NFU Scotland says milk buyers ignoring higher prices

By Jim Cornall

- Last updated on GMT

NFU Scotland is calling on milk purchasing companies to immediately increase the price being paid for milk from farmers following the upward trend in prices. Pic: ©iStock/Liquid_Light
NFU Scotland is calling on milk purchasing companies to immediately increase the price being paid for milk from farmers following the upward trend in prices. Pic: ©iStock/Liquid_Light

Related tags Farmgate milk price Milk Scotland

National Farmers’ Union (NFU) Scotland is calling on all Scottish companies purchasing milk to immediately recognize the strength of current dairy markets and return Scotland’s dairy farmers to profitable production.

The NFU says that  commodity markets have improved and, fuelled by lower levels of production, spot prices for milk are now approaching 40p (52 cents) per liter.

NFU Scotland says it is disappointed that all milk buyers in Scotland are lagging behind in passing on the increase in market prices to their suppliers with the scale and speed that it says the current market warrants. 

Receiving more in 2007

It points to figures produced by the milk body AHDB Dairy that show in 2007, when prices for commodities such as butter and cream last reached the levels being seen today, the average farmgate milk price was in excess of 25p (32 cents) per liter. 

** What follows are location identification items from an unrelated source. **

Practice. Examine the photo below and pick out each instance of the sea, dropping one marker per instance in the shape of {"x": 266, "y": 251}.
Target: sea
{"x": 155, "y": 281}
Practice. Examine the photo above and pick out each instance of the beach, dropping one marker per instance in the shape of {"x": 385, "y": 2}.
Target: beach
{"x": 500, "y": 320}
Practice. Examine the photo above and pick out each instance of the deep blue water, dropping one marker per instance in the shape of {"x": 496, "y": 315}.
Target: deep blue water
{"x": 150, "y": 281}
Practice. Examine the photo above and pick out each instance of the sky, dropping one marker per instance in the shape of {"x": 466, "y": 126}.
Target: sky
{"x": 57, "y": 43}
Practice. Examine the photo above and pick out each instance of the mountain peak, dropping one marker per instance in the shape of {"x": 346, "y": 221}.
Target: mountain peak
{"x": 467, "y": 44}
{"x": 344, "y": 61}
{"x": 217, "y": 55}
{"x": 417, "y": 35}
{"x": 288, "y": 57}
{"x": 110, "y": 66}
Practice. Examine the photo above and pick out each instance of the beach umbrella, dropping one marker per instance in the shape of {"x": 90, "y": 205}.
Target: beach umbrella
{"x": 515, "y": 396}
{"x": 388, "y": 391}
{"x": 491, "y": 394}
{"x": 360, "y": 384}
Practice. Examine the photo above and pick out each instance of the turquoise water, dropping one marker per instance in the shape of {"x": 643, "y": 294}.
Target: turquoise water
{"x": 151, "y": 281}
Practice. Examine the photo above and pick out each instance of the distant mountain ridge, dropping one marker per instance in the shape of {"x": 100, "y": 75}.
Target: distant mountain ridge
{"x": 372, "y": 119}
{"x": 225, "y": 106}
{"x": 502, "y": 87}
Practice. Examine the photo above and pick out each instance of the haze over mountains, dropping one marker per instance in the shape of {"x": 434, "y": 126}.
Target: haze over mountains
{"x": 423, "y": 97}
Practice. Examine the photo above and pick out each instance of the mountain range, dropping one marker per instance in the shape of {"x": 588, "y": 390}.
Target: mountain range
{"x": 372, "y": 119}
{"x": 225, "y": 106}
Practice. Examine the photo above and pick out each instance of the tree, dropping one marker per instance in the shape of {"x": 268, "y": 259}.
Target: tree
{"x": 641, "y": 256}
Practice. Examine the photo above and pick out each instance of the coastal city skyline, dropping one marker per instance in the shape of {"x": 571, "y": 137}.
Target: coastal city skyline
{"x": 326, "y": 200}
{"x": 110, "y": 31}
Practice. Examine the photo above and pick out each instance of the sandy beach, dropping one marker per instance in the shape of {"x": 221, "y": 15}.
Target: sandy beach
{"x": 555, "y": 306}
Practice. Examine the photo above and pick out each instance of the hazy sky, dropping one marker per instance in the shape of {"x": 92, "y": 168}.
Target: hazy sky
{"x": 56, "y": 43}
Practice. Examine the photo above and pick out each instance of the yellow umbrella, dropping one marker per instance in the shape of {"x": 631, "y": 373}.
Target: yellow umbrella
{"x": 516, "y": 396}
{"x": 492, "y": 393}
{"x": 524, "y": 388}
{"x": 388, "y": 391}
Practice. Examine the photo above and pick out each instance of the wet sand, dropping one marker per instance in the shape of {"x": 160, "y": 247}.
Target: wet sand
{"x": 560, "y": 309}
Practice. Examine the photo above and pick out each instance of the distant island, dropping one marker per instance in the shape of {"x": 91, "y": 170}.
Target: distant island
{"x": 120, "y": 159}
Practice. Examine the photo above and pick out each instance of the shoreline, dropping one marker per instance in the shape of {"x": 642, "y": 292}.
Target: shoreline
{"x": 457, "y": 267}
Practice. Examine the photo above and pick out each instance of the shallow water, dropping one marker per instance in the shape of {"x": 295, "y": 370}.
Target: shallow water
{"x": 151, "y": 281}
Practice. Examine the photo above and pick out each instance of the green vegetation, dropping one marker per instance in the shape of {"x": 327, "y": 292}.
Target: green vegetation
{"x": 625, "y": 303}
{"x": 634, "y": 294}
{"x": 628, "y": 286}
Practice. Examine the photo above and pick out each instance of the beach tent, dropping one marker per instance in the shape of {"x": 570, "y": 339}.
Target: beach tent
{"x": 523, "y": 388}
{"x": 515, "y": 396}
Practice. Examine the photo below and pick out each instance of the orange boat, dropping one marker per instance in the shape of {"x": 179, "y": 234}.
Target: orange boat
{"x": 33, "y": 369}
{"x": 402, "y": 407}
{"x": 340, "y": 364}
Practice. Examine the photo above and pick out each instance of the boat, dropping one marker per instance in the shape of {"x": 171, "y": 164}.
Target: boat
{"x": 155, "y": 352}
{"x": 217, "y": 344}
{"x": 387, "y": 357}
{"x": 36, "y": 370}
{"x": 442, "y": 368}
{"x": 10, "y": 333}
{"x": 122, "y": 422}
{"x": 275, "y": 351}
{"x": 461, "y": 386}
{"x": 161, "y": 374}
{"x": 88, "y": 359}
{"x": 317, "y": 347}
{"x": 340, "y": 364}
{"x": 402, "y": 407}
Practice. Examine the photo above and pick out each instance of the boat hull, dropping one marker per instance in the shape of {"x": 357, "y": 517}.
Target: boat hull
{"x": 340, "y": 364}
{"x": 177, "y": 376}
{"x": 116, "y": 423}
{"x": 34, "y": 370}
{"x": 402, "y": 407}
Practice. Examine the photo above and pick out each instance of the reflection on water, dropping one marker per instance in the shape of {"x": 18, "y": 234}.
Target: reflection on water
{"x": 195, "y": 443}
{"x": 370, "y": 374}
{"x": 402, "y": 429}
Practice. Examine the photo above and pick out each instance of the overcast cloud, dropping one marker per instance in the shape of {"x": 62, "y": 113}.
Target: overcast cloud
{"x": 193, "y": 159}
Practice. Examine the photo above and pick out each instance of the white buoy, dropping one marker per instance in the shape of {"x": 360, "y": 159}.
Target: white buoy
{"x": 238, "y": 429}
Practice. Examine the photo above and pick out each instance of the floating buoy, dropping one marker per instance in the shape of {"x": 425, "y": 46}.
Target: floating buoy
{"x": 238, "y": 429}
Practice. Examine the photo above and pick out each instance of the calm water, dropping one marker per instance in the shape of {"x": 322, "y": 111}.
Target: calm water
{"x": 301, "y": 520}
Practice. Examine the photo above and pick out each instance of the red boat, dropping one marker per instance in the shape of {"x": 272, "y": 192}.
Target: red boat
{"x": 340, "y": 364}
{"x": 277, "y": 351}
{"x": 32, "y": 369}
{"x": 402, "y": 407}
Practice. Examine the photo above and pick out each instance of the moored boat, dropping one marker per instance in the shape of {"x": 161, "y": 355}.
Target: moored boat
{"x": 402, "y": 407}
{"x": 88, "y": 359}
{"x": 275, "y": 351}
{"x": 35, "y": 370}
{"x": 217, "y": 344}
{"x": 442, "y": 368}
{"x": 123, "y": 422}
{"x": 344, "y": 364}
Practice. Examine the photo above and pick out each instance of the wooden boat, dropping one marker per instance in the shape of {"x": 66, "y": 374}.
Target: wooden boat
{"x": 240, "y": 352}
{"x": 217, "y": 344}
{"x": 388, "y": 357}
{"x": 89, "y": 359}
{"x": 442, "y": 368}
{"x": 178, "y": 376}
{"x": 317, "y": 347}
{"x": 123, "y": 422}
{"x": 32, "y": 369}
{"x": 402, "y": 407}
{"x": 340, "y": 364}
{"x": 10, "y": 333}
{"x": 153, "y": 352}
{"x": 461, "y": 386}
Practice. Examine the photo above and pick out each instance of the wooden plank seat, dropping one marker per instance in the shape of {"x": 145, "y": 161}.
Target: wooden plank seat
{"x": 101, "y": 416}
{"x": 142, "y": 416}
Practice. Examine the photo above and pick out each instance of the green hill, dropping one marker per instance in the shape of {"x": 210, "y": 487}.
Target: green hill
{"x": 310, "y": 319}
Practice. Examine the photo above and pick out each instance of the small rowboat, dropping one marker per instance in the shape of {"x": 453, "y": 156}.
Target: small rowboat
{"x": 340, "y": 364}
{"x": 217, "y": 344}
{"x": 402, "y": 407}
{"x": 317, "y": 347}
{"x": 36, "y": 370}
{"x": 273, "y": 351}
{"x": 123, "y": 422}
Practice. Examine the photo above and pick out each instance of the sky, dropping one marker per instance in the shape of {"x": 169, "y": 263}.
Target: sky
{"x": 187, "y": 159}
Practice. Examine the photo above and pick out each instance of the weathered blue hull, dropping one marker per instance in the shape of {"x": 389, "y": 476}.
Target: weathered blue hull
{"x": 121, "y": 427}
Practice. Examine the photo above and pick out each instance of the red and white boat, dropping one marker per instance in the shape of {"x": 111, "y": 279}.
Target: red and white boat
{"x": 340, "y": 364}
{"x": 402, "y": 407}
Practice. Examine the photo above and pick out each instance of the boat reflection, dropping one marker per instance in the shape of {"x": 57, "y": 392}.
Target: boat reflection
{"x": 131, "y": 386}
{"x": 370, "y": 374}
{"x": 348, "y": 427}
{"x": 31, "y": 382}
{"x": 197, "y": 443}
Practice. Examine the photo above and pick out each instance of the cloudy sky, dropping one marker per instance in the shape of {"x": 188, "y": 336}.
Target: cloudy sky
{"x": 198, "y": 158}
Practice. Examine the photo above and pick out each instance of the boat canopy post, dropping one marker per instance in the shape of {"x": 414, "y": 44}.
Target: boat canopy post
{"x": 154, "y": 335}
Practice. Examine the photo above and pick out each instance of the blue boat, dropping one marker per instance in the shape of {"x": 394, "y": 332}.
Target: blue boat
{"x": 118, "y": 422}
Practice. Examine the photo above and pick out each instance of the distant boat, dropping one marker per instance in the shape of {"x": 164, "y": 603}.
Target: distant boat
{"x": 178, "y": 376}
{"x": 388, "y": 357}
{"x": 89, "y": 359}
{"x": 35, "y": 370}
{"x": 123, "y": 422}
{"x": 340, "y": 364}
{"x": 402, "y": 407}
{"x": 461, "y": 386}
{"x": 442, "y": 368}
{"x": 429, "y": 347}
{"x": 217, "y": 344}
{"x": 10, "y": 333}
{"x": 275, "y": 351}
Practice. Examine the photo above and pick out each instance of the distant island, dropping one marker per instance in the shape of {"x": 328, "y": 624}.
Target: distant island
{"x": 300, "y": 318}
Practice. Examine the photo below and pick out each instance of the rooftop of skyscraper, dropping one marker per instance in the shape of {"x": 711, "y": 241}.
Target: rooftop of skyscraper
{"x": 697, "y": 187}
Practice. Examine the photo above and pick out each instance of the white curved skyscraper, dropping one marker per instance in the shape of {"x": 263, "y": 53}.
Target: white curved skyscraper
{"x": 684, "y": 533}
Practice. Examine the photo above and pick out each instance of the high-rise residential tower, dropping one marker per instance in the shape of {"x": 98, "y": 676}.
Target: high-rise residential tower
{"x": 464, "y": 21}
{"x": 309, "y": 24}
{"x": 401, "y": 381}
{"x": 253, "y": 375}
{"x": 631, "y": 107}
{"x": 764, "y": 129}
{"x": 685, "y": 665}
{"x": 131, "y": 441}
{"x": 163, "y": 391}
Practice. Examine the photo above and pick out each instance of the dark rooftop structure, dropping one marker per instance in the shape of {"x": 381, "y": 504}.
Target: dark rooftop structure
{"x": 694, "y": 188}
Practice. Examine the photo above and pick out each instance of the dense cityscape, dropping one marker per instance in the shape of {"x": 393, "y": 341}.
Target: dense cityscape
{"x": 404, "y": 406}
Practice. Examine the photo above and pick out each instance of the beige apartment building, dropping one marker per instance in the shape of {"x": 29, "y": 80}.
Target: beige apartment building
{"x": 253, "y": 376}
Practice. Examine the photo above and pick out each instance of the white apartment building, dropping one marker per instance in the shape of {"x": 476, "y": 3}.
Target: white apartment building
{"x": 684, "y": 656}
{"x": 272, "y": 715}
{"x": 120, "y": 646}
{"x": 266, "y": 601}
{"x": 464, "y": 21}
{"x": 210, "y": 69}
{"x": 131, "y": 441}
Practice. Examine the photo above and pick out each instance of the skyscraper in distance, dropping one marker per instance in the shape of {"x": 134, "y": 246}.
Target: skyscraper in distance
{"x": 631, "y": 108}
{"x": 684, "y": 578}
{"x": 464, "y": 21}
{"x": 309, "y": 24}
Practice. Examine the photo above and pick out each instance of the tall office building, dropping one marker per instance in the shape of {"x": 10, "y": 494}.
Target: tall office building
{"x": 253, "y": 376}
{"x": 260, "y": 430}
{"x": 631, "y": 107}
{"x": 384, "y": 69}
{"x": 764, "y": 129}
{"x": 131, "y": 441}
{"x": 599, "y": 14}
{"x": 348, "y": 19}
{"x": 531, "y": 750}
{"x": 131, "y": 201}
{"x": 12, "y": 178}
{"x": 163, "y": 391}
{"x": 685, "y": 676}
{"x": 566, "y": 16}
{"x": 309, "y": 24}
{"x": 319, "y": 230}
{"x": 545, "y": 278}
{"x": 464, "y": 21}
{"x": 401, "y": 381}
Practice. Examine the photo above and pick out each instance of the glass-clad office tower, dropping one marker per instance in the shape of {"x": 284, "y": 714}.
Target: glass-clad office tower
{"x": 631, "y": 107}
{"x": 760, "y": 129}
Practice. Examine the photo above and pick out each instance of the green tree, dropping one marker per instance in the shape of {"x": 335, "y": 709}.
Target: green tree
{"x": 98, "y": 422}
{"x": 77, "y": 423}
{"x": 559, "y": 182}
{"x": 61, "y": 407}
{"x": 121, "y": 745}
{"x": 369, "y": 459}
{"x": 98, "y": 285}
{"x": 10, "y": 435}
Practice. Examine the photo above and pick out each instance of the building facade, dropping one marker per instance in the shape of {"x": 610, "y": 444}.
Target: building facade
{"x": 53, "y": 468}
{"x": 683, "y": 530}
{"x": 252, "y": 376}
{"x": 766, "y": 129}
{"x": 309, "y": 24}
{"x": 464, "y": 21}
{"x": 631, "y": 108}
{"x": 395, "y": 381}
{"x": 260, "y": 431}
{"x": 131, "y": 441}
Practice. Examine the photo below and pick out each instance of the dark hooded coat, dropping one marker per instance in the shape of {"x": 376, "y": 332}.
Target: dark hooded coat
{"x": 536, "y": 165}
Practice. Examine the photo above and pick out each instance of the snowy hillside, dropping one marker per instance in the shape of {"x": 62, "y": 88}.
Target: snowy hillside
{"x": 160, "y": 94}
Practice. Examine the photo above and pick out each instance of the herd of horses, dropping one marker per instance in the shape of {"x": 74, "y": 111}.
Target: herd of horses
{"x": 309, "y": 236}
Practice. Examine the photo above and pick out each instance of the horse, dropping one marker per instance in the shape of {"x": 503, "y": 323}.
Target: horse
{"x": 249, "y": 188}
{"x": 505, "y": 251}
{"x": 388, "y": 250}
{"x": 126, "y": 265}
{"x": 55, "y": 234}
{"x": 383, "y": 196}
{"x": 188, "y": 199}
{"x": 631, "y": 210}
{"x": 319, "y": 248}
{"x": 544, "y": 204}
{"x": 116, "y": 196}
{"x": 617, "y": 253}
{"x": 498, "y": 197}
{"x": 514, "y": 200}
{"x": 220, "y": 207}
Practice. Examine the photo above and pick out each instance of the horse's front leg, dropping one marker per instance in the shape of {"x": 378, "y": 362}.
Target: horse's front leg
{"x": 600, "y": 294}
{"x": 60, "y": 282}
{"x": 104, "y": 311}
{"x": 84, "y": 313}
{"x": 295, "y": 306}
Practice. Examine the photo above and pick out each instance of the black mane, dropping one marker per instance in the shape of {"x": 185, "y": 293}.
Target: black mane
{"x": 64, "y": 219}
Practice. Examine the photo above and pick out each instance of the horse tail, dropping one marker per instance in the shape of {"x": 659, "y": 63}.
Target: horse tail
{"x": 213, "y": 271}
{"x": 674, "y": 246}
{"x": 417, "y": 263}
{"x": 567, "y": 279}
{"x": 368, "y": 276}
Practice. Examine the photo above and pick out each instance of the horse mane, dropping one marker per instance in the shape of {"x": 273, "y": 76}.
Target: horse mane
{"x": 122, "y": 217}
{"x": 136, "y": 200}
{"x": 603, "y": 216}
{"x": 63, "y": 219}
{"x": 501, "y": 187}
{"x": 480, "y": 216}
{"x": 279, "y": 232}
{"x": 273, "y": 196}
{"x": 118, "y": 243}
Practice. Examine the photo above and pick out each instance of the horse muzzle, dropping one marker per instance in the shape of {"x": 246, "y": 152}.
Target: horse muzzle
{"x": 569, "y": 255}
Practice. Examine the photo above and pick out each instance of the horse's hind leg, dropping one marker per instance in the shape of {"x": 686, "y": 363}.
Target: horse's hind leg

Currently, the majority of Scottish producers are receiving less than 20p (26 cents) per liter – a gap of more than 5p (6.5 cents) compared to 2007. 

NFU Scotland says it has been in regular dialogue with all milk purchasers in Scotland with further meetings scheduled for the weeks ahead.

EU reduction scheme

The farming group also says that almost 20% of Scottish producers are seeking to take advantage of an EU Production Reduction scheme whereby producers receive the equivalent of 12p (16 cents) for every liter less they produce from September to November when compared to last year.

The Rural Payments Agency has indicated that 1,800 UK farmers are looking to reduce production by 112m liters this autumn, which includes 154 Scottish producers.

Concern over production increase

European agriculture group Copa & Cogeca’s milk working party chairman Mansel Raymond said that across Europe 52,101 dairy producers out of 750,000 have responded to the EC’s calls to reduce milk production, adding that the money should be easily accessible to those who have committed to make this effort.

“We are already starting to see EU milk production decreasing,”​ Raymond said.

“But we are very concerned to see some other regions in the world increase their production. In the past decade (2007-2015), the EU has increased its production by 10% while New Zealand has increased its production by 36% and US by 12%.”​ 

Price increase should happen now

NFU Scotland’s milk committee chairman Graeme Kilpatrick said that based on commodity prices, production levels and futures prices, every dairy farmer in Scotland should be getting 25p per liter now – and not in three or four months’ time.

“The price increases announced in recent weeks are welcome but they neither go far enough or fast enough in our opinion and leave almost all producers woefully short of a profitable milk price,”​ Kilpatrick said.

He added that dairy farmers in Scotland know the current commodity prices for cheese, butter, cream and powder, and the delay in milk buyers passing the benefits of the price increases to their suppliers is creating frustration.

“Some of those milk processors will be sitting on stocks of cheese, butter or powder, made with incredibly cheap milk, and are now set to make a windfall on them based on rapidly increasing market prices,”​ he said.